深秋的夜雾比去绣坊时更浓了,像掺了冰碴的棉花,裹在身上又冷又沉。
梅洛雪揣着红绣帕往回走。
帕子不再是之前的刺骨寒意,反而带着点微弱的暖意,像揣了颗温吞的小石子。
想来是灵体知道她要帮自己绣完嫁衣。
怨念淡了,连带着帕子的灵息都柔和了。
巷子里的石板路结了层薄霜,踩上去“咯吱”响,每一步都像踩在碎冰上。
冷意顺着鞋底往上爬,却没盖过心口的暖。
快到“了念铺”时,她看见铺子里还亮着灯。
不是柜台的油灯,是她房间的小灯。
昏黄的光从窗纸透出来,在雾里晕开一团模糊的暖。
她心里纳闷,梅伯平时这个点早就睡了,怎么会在她房间?
难道是发现她留的字条,担心得没睡着?
推开门时,蓝布门帘上的铜铃轻轻响了一声,在寂静的夜里格外轻。
铺子里静悄悄的。
只有厨房的水缸偶尔传来“滴答”的水声,是霜化的水顺着缸沿往下滴。
她放轻脚步往房间走。
刚到门口,就看见一个熟悉的身影坐在她的床沿——是梅伯。
梅伯没穿外套,只穿着件半旧的单衣。
背对着门口,肩膀微微佝偻,头发在灯光下泛着霜白。
他手里攥着个东西,用深蓝色的布包着。
布角磨得发亮,一看就是用了很多年的旧物。
听到脚步声,他慢慢转过身,脸色比白天更沉。
眼底带着点红血丝,像是等了很久,又像是熬了夜。
“梅伯,你怎么在我房间?”
梅洛雪赶紧走过去,想拿外套给梅伯披上,
“夜里冷,你怎么不穿外套?”
梅伯却摆了摆手,没接外套,只是把手里的布包递过来。
布包很小,只有巴掌大,摸上去硬硬的,像是包着块石头。
“你性子倔,认定的事,十头牛都拉不回来。”
梅伯的声音带着点疲惫,还有点无奈,
“张婶的绣坊,那个灵体的事,我拦不住你,也知道你不会听。”
梅洛雪愣住了,手里的布包沉甸甸的,带着点梅伯手心的余温。
她没想到梅伯会这么说,还以为他会生气,会再劝她别管:
“梅伯,我……”
“别解释了。”
梅伯打断她,眼神落在她怀里的红绣帕上。
眉头皱了皱,却没再提“别碰”的话,
“这里面是半块玉佩,是你爹娘留下的。”
“我爹娘?”
这三个字像道惊雷,炸在梅洛雪耳边。
她从小就以为爹娘的东西都在当年的“意外”里没了。
梅伯从未提过他们还有遗物留下,
“梅伯,你说这是爹娘的?他们不是……”
“不是早就没了吗?这玉佩怎么会在你这儿?”
梅伯的眼神暗了暗,像是想起了什么不愿提的过往。
他别过脸,看向窗外的雾,声音低得像耳语:
“当年你爹娘走的时候,把这个交给我。
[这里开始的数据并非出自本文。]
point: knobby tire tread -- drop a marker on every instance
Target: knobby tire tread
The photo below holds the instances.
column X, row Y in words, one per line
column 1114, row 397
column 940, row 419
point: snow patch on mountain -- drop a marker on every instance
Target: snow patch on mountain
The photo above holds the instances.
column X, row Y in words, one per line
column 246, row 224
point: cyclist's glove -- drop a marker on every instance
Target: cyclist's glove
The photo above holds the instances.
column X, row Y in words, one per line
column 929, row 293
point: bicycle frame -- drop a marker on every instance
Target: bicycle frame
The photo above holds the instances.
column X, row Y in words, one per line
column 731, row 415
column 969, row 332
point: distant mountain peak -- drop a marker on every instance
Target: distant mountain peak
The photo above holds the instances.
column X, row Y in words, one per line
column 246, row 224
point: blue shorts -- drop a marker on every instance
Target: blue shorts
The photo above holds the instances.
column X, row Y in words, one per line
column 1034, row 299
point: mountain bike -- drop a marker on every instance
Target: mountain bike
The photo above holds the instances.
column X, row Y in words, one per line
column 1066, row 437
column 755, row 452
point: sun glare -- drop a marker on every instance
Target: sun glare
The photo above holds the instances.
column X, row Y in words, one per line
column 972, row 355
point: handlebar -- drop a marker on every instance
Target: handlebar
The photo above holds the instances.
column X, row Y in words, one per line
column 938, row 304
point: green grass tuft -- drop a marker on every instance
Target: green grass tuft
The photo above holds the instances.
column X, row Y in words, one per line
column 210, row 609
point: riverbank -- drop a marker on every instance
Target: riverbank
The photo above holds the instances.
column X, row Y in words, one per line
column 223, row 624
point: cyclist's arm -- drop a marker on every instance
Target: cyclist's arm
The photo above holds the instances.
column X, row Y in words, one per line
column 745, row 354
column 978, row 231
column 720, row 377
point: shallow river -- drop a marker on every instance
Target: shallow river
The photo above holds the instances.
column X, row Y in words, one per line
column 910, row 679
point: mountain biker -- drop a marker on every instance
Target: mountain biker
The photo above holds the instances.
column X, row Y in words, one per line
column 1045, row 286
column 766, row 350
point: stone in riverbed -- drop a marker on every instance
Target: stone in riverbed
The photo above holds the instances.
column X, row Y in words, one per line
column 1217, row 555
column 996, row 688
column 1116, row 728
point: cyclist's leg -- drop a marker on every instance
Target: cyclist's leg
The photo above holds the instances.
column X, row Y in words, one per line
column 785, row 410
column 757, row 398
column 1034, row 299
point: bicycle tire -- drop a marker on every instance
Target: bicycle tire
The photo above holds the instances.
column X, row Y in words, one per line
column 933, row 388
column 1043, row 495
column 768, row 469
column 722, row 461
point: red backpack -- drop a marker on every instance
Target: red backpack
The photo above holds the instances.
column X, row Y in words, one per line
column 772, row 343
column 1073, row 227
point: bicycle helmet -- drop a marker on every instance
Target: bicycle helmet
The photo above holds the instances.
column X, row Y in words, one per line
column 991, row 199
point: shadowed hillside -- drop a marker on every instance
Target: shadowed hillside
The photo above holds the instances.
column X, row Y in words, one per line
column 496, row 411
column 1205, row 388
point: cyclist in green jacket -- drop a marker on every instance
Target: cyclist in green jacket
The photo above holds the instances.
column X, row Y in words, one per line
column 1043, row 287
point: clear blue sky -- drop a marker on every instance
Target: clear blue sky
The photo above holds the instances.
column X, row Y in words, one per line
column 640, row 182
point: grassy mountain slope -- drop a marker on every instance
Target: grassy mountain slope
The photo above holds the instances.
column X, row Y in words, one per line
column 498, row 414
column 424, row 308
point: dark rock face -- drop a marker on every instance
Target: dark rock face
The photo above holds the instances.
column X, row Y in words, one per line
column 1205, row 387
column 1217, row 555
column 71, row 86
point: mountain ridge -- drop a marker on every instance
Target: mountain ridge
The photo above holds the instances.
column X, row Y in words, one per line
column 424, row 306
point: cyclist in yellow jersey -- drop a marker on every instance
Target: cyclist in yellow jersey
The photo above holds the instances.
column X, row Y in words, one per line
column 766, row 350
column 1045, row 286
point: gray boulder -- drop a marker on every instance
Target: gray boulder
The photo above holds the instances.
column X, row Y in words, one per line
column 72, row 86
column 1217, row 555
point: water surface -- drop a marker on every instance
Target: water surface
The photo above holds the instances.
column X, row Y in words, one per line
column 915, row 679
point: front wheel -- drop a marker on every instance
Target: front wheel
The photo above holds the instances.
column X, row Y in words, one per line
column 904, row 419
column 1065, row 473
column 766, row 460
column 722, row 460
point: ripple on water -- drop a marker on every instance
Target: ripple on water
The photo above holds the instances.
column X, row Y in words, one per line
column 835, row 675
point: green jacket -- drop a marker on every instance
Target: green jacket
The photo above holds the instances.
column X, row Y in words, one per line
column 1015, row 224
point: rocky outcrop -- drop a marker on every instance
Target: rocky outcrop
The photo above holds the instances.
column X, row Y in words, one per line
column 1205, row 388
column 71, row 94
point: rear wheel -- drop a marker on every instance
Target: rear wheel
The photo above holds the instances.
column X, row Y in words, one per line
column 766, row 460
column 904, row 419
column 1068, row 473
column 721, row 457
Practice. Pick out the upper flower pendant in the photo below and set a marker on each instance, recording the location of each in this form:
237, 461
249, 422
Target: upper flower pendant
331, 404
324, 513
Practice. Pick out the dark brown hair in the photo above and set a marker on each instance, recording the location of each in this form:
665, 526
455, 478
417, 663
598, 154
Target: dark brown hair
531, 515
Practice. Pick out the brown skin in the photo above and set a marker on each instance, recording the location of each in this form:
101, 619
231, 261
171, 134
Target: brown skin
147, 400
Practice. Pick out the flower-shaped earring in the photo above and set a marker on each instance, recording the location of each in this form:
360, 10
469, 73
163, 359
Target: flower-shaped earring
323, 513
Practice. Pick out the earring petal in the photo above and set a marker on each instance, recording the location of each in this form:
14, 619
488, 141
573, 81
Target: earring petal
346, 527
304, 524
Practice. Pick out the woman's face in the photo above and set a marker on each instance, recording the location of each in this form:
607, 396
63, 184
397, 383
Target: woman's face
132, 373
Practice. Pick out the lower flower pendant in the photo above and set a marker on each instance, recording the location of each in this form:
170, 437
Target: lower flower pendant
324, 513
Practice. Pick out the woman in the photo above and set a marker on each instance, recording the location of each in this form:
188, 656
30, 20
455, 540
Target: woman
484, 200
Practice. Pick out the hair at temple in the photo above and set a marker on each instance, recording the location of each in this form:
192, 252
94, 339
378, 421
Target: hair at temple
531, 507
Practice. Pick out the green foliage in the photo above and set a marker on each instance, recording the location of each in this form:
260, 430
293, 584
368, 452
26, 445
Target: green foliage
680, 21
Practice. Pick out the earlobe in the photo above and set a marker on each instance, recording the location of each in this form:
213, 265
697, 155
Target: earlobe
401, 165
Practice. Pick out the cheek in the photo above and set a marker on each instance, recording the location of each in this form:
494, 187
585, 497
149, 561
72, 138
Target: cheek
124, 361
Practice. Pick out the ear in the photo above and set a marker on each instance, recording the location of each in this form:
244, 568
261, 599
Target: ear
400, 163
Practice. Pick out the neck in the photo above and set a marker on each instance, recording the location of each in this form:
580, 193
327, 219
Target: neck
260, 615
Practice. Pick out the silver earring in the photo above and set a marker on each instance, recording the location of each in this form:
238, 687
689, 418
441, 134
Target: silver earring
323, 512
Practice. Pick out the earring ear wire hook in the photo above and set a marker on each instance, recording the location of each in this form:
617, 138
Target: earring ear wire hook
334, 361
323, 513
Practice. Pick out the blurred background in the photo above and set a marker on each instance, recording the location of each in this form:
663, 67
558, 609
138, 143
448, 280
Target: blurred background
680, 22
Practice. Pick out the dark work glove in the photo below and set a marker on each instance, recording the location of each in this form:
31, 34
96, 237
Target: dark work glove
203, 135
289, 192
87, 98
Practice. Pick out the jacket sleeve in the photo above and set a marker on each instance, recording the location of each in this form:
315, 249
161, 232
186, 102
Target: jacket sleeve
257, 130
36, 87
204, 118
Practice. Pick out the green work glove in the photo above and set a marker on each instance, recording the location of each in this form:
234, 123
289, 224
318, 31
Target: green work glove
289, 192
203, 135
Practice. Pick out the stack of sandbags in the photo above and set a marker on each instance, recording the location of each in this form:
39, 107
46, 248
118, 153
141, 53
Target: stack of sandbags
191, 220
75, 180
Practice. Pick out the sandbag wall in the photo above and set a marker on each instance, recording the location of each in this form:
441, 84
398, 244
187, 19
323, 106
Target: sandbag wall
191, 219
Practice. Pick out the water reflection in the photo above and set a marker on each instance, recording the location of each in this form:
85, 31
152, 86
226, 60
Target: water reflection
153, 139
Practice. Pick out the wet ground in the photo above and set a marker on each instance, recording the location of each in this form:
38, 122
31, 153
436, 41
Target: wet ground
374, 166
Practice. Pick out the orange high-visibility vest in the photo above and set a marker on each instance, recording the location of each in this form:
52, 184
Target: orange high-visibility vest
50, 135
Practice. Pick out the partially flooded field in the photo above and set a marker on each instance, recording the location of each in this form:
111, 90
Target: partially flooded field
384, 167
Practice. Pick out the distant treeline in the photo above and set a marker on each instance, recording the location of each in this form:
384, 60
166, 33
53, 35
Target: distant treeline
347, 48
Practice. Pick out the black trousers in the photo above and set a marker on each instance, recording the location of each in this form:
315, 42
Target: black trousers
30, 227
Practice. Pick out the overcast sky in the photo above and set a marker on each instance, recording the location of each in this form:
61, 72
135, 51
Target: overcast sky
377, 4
”
“说要是你以后遇到危险,就把它给你,或许能保你平安。”
“我本来不想给你,想让你安安稳稳过一辈子,别再碰那些危险的事……”
“可现在看来,躲不掉了。”
梅洛雪慢慢打开布包——
里面是半块白玉佩,玉色温润,表面刻着细小的云纹。
纹路缝隙里嵌着点淡黑色的碎屑,和褚涵风的引灵佩上的碎屑有点像,却更淡。
玉佩的断口很整齐,像是被人刻意切开的。